Private connectivity to Amazon EKS cluster API endpoints using VPC Lattice
This post shows how to access Amazon EKS cluster API endpoints privately using Amazon VPC Lattice, without VPC peering or Transit Gateway. It’s aimed at platform and network engineers who need scalable, secure Kubernetes control plane access across VPCs or accounts, even with overlapping IPs. The step-by-step guide walks through using DNS-based resource configurations, service networks, and Route 53 for seamless connectivity.
Problem statement
Customers often need to securely access Amazon EKS cluster API servers over private network connectivity from outside the VPCs where the clusters are deployed, without relying on broad layer 3 VPC connectivity options such as peering, AWS Transit Gateway, or AWS Cloud WAN. If you are seeking a simpler, scalable solution to enable secure control plane access across VPCs or accounts, including in environments with overlapping IP address spaces, follow along.
Solution overview
Amazon VPC Lattice allows you to publish and access services across VPCs in a scalable and secure way. With DNS-based resource configurations, you can expose your EKS cluster API endpoint through a VPC Lattice service network. On the client side, VPCs can connect using either:
- Service Network Association (SN-A): private access within a VPC the a service network
- Service Network Endpoint (SN-E): for private access both inside and outside the VPC (including Direct Connect, VPN, or Cloud WAN paths)
Core components
- Resource Gateway: A VPC construct that provides a point of traffic ingress into the resource owner VPC for accessing resources. You can have one or more resource gateways in a VPC.
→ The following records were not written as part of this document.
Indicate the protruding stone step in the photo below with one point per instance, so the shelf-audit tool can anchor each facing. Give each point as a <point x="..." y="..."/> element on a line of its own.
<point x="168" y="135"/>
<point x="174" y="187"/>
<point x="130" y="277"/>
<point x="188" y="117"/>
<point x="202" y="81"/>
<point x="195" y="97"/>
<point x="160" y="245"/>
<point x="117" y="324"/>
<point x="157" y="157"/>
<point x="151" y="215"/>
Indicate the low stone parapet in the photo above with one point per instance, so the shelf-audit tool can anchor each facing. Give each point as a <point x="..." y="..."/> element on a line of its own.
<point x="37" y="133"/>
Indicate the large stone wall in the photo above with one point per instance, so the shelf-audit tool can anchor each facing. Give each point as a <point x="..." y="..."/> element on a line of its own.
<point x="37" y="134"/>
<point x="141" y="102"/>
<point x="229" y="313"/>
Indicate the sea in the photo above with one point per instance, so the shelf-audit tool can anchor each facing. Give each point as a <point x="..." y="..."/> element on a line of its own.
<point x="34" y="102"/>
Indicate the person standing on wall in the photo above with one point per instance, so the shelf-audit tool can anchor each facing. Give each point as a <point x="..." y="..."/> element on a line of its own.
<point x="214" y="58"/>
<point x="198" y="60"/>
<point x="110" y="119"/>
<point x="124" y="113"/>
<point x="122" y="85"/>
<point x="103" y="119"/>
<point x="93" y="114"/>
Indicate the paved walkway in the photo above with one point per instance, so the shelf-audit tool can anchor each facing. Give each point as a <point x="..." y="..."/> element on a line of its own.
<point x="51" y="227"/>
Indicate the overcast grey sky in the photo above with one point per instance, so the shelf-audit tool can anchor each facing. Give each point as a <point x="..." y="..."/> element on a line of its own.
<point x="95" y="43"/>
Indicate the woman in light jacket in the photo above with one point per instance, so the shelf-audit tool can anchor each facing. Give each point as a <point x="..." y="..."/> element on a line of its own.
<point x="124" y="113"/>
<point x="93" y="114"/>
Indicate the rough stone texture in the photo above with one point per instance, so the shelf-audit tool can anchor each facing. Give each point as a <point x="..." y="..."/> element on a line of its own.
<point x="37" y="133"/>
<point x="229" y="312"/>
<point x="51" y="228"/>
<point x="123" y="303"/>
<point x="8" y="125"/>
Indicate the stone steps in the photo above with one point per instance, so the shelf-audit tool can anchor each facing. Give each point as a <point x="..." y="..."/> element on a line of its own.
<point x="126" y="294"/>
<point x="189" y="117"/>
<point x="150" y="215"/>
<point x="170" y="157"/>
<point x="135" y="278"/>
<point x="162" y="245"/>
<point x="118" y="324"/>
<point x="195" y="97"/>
- Resource Configuration: A resource or a group of resources you want to access from other VPCs. You can associate multiple resource configurations with a single resource gateway in a VPC. Once you create a resource configuration, you can associate it with your service network. Resource configurations can be ARN-based (Amazon RDS database clusters), DNS-based or IP-based. DNS-based resource configurations must be configured with a publicly resolvable DNS target. The DNS target must resolve to private IP addresses.
- Service network: The service network is a logical grouping mechanism that simplifies how you can enable connectivity across VPCs or accounts, and apply common security policies for application communication patterns. You can associate multiple resource configurations with your service network.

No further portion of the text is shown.